The U.S. FDA has issued Cytokinetics Inc. a complete response letter (CRL) for omecamtiv mecarbil, branding the clinical evidence behind it is as not “persuasive” enough to establish its effectiveness for reducing the risk of heart failure events and cardiovascular death.

The company is developing the drug as an add-on therapy for patients with worsening heart failure who remain at high risk for heart failure events and hospitalization.  

The FDA wants to see results from an additional clinical trial to establish sufficient evidence of effectiveness with benefits that outweigh the risks. Although Cytokinetics plans to request a meeting with the agency to find out what may be required to support potential approval of the drug, it does not plan to resource further studies.

The FDA’s Cardiovascular and Renal Drugs Advisory Committee (CRDAC) voted against the drug, a first-in-class selective cardiac myosin activator that’s been in development since 2005 and which is designed to target the pumping mechanisms of the heart, on Dec. 13, 2022. 

Just three of the CRDAC members argued that omecamtiv’s benefits outweigh its risks for the treatment of HF in patients with reduced ejection fraction (HFrEF), with the other eight panelists casting negative votes, some of whom pointed their fingers at the mixed nature of the available data so far. 

Some CRDAC members said that in a trial as large as Galactic-HF (it was the second largest global heart disease clinical trial ever, enrolling more than 8,000 patients in over 30 countries), the phase III study that was used to support Cytokinetics’ application, a stronger benefit should have been seen. The drug performed fairly well, meeting the primary efficacy endpoint: the time to a first heart failure event or cardiovascular death.  

But the 8% treatment effect, though statistically significant, was small, with a 0.0252 p-value, and driven by reduction in hospitalizations rather than cardiac death.
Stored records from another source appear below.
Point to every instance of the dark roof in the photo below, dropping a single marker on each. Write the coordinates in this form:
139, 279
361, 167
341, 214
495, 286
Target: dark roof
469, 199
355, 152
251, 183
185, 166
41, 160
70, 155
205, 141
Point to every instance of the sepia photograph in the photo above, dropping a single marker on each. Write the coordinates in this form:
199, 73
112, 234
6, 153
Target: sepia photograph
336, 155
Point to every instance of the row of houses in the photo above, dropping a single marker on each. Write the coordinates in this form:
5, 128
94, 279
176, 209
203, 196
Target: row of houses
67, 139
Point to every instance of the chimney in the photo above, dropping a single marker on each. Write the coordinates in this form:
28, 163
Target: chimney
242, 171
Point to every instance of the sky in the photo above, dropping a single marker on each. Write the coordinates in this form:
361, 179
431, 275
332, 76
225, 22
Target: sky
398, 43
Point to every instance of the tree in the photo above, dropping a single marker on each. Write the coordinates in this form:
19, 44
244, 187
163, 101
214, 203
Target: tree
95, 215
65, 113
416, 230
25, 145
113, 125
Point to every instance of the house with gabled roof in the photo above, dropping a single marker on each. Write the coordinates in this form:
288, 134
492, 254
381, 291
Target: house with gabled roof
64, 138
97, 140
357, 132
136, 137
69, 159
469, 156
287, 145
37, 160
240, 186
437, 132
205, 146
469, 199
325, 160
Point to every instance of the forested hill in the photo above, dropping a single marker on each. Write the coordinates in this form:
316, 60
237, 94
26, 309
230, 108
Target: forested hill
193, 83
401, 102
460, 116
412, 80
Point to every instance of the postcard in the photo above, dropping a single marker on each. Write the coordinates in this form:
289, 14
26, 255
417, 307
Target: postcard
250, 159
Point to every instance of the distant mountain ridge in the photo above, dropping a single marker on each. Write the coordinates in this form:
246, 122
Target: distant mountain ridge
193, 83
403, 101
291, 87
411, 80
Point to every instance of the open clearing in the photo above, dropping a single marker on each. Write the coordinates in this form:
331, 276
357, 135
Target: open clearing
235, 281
No differences were observed between the Galactic-HF arms for cardiac death, quality of life or other key secondary endpoints. 
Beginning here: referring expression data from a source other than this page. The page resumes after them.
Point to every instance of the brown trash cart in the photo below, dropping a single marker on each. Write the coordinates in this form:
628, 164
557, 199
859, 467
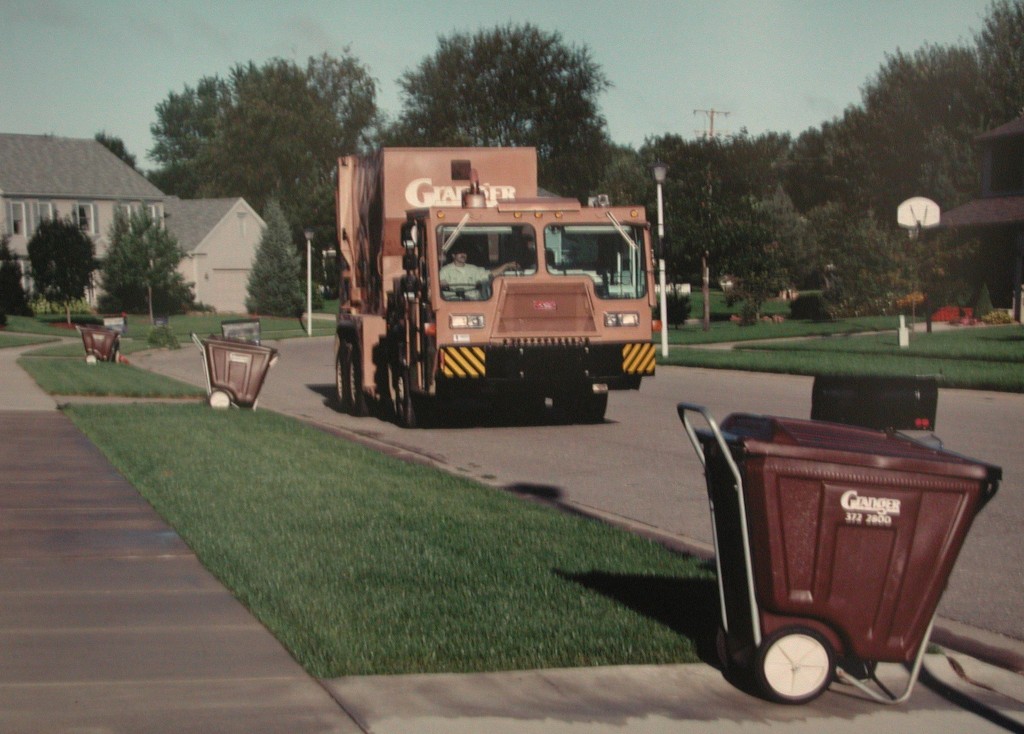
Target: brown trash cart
834, 545
101, 344
235, 370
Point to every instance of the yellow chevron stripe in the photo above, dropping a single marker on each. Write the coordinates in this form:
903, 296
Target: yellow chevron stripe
638, 358
464, 361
In an interview with BioWorld that took place a day before the FDA made its decision, CEO of Cytokinetics Robert Blum admitted the single-digit treatment effect was “modest,” but he said the neutral effect on cardiovascular death should still be deemed “quite meaningful.” 
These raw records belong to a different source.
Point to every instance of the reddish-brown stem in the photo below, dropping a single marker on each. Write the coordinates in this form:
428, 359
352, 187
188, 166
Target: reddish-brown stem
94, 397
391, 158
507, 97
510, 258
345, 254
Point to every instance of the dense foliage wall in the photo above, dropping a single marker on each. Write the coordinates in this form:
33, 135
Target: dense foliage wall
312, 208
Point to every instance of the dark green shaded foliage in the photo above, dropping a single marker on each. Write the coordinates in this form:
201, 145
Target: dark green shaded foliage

“Heart failure is the number one reason why patients … are hospitalized, especially over the age of 65. These hospitalizations are contributing very significantly to the economic burden as well as the morbidity of the disease,” he said. 

Blum was keen to highlight that a subgroup of patients in the trial who were at higher risk of heart failure (those who had recently been hospitalized; had higher levels of a biomarker known as BMP, which indicates cardiac wall stress; had more compromised kidney function; and those with higher blood pressure) experienced “a doubling or more of the effect,” and said that the company had been “asserting and advocating” use of the drug in this particular patient population, though he conceded that the “single digit ranges” of these effects were not statistically significant.

Despite the FDA’s ruling on omecamtiv mecarbil, Blum said that the company would still be pursuing “potential approvals in other international markets”, but it could be the end of the road for the drug in the U.S. at least.

Spotlight on aficamten 

With the CRL setback, Cytokinetics plans to “double down” on the remaining two late-stage clinical candidates in its pipeline, and especially with its second cardiovascular offering aficamten.

“It is our intention to substantially dial up our commitment to aficamten, approximately two-thirds of our R&D spending this year is going to a broadening of the development pipeline for aficamten, under every scenario,” Blum told BioWorld.

Aficamten is a cardiac myosin inhibitor oral medication which is being evaluated in patients with symptomatic obstructive hypertrophic cardiomyopathy (HCM) in a phase III study and in a phase II trial for non-obstructive HCM. The company plans to report data on this study later in 2023. 

Cytokinetics is also developing reldesemtiv, an investigational fast skeletal muscle troponin activator, currently the subject of COURAGE-ALS, a phase III clinical trial in patients with amyotrophic lateral sclerosis. The company expects to complete enrollment in the first half of this year, but appears cautious as to potential negative outcomes, with Blum admitting that an upcoming “second interim analysis” would dictate whether the study needs to be halted “were it to be deemed futile” or, alternatively, upsized “if that may be appropriate for added statistical power.” 

“Both of those are possible outcomes, more probably, perhaps, is the fact that the study will just complete its enrollment as was originally intended. We’ll look forward to what could be data from what may be a first muscle-directed therapy for ALS in 2024,” he said.